Cuando la duda aprendió a caminar, nos cerró la puerta. La ventana la tapió el miedo; la boca, el frío.
Entonces comenzó a andar la melancolía, silenciosa como siempre, como nunca lo había sido. El corazón se posó en la nuca y dijo: “No te preocupes, que ahora que puedo ver todo lo que viene nadie nos hará daño”. No se dio cuenta de ponerse el escudo para salir y fuimos los más débiles de todo el invierno.
Cuando el silencio empezó a gritar, nos agujereó los tímpanos. Las manos, muertas de miedo, se cruzaron el cuerpo hasta la cabeza. Abrazaron la asimetría que rodea la concavidad de este vacío en el pecho, cueva sagrada. El amor se quemó: “La nieve ardía”.

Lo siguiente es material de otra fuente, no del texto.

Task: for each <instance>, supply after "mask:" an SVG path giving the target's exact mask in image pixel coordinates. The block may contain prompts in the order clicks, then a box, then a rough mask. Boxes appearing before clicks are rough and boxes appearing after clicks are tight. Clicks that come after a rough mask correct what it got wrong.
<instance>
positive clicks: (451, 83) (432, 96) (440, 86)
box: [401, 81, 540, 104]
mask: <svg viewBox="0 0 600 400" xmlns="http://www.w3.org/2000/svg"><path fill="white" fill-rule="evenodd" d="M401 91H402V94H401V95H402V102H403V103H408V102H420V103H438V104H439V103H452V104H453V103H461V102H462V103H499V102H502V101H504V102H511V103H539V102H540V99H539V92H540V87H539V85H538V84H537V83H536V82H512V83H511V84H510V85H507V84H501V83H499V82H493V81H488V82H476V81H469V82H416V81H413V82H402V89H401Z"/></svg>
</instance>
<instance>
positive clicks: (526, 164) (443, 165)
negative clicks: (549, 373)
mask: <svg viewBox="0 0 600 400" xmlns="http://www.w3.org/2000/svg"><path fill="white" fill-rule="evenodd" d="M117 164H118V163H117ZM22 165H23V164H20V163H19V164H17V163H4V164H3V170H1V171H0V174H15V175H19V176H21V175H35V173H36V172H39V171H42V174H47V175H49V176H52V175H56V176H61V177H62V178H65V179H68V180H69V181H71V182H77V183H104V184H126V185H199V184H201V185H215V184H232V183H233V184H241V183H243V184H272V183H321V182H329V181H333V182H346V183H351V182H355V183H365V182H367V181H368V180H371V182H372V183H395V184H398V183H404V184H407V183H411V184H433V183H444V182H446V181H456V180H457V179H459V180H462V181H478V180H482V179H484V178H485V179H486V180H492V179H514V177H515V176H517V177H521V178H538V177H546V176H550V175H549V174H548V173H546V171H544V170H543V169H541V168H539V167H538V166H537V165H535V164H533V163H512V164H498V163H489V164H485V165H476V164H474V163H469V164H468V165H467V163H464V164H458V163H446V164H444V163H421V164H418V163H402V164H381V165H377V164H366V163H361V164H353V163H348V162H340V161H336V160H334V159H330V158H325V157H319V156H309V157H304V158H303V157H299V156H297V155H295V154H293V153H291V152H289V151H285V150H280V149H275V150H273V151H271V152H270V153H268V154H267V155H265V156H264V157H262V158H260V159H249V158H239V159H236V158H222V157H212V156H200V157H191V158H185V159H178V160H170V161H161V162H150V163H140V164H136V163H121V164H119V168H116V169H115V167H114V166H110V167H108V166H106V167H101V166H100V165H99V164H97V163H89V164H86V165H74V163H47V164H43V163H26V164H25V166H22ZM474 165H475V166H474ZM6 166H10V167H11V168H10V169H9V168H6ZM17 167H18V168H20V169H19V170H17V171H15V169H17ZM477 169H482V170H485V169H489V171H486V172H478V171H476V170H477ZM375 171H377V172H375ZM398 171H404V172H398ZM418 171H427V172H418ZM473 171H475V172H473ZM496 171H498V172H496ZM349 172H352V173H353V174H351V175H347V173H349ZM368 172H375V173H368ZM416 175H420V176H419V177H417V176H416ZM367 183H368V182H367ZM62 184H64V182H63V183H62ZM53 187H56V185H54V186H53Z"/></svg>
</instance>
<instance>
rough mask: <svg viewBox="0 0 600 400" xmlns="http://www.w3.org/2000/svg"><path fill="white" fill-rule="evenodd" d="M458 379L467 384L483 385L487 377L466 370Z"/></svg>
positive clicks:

Entonces el deseo volvió a colocarse en la garganta para intentar gritar que nadie se quería a sí mismo como él; solo la muerte. Y aunque nuestros corazones aparentaron un estado tan lánguido que dolía, los latidos aún pretendían regresar a su lugar de origen.
Cuando la lluvia se volvió lodo, empapados los pulmones de azufre, me mudaron de piel los ojos. Roja la pupila, rabia tejida a las pestañas que se afilan por momentos. Miedo.
Entonces respiramos hondo e intentamos con más fuerza que nunca ser camaleones. De este modo aquel absurdo proceso no sería más que una etapa lógica y no otra de esas locuras de las que jamás habíamos salido con vida. A pesar de todo, y aunque fue difícil reconocerlo para un ateo, la resurrección existe: en cada beso, en cada verso.
Cuando el corazón centrifugó de nuevo, se me ataron los zapatos, las ideas, los poemas dejaron de sonar a tiro. Se me estiró el aire dentro, se ventiló el alma, sacó las plumas de lo nuevo.
Llovió / Me desintoxiqué de nosotros / Te desterré para enterrarte.